Corporate taxes on Korea’s top conglomerates rose a mere 0.1 percent over the past five years, while their sales rose 50 percent in total, a report based on government data showed.

According to a press release by Rep. Park Won-suk from the opposition Justice Party, the 1,764 subsidiaries of about 60 conglomerates - whose gross assets surpass 5 trillion won ($4 billion) each - recorded a 569.6 trillion won increase in sales to 1,689 trillion won total between 2009 and 2014, a 50.9 percent jump. Profits of the companies also surged 29.3 percent during the period.

However, the total amount of all taxes they paid over the past five years, including corporate tax, rose only 7.1 percent, or 1.2 trillion won, to 14.18 trillion won as of 2014.

Corporate taxes inched up only 0.1 percent, or 18.7 billion won, during the period.

A primary reason for low corporate taxes was the eased taxation rule under the business-friendly Lee Myung-bak administration in 2008, when the maximum corporate tax rate was cut to 22 percent from 25 percent.

Due to the eased rule, the total corporate tax exemption on conglomerates also reached 125 million won.

The effective tax rates, which exclude several tax benefits offered by the government, also fell to 16.17 percent in 2014 from 19.84 percent in 2009. The 3.67 percent drop was higher than the 2.8 percent decrease at small and medium-sized enterprises.

As of 2014, sales of the 1,764 conglomerate subsidiaries account for nearly 40 percent of the total sales of Korea’s entire enterprises, the report said.

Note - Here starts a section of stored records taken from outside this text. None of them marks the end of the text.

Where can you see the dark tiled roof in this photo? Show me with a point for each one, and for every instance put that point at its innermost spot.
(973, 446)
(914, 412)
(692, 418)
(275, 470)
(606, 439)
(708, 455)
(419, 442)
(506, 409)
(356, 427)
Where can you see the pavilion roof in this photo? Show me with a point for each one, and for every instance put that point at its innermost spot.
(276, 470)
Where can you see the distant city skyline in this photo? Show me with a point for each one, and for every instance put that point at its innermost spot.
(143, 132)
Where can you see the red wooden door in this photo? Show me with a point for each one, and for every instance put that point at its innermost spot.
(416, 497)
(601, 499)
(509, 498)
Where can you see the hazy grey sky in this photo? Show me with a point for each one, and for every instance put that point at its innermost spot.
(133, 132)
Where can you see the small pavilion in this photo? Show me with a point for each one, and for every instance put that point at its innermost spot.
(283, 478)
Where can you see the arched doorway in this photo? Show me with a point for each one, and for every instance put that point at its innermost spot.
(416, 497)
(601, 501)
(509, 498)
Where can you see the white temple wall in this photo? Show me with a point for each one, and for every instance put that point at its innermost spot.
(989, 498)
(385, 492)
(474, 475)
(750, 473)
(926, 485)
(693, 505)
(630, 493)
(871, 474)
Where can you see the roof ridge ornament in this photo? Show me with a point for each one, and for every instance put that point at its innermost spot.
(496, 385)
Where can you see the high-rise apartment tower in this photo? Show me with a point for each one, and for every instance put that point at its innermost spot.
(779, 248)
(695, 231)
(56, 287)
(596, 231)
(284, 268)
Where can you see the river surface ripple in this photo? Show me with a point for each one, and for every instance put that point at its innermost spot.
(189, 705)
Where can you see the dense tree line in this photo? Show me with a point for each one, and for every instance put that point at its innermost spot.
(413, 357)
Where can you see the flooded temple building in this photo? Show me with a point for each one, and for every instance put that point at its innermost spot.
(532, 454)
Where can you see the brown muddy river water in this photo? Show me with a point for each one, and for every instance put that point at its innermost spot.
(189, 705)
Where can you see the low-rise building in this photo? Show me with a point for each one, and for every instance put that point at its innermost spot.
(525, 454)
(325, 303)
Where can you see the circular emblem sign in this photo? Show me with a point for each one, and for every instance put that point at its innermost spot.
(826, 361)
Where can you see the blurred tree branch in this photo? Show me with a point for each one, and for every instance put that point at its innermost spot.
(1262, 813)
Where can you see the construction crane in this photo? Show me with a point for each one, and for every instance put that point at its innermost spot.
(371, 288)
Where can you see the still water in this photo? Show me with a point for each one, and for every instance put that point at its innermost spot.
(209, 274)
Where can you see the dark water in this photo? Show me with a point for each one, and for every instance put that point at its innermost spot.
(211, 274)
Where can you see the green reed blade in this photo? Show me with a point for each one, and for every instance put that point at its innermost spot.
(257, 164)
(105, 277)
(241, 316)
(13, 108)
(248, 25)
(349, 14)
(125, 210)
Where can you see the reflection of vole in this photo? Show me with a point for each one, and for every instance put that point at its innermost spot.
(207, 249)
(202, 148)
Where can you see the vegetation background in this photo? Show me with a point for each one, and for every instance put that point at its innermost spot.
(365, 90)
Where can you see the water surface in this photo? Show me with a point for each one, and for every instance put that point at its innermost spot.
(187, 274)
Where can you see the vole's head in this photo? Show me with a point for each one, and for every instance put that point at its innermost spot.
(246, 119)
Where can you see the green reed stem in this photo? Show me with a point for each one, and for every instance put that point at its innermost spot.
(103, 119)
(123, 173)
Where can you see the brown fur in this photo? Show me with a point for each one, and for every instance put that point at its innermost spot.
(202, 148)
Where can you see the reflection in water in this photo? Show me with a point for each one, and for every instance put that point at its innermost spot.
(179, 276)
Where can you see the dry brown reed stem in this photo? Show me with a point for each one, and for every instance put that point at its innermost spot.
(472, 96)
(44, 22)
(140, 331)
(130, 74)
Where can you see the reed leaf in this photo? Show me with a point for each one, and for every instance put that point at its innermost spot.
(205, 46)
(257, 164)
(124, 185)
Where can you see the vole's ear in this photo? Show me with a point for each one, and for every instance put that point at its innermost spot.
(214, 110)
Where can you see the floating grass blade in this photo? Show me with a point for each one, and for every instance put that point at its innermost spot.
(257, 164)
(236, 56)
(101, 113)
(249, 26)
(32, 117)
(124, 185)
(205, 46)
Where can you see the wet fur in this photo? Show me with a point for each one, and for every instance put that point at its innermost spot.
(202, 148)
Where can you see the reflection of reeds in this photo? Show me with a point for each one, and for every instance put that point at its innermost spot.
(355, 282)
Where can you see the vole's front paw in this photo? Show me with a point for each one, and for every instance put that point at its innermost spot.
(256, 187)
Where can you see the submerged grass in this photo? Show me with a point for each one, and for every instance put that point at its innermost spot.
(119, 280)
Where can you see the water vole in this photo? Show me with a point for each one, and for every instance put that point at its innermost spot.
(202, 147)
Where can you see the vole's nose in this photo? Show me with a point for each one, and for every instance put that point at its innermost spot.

But they enjoy more tax exemptions than other companies, accounting for 57 percent, or 4.98 trillion won, of a total 8.7 trillion won in tax exemptions for all companies.

The lawmaker said as much as revenue and profit have increased, the big companies’ tax burden should have equally increased.

“Under the current taxation system, the chaebols, who are making the most money in the country, are enjoying the biggest tax benefits,” Park said in the press release. “For taxation equality among all the companies in the country, the government and the ruling party should abandon their stubborn attitude to ‘never touch the corporate tax.’”

Defying the demand from opposition lawmakers to raise the corporate tax amid rising fiscal deficits, Minister of Strategy and Finance Choi Kyung-hwan recently reaffirmed that the government has no plans for a hike in the corporate tax.

At a hearing in the National Assembly on Aug. 27, Choi said, “It was not the right timing for an increase in the corporate tax. While economic growth is still tepid, a rise in the corporate tax means throwing cold water to the economy.”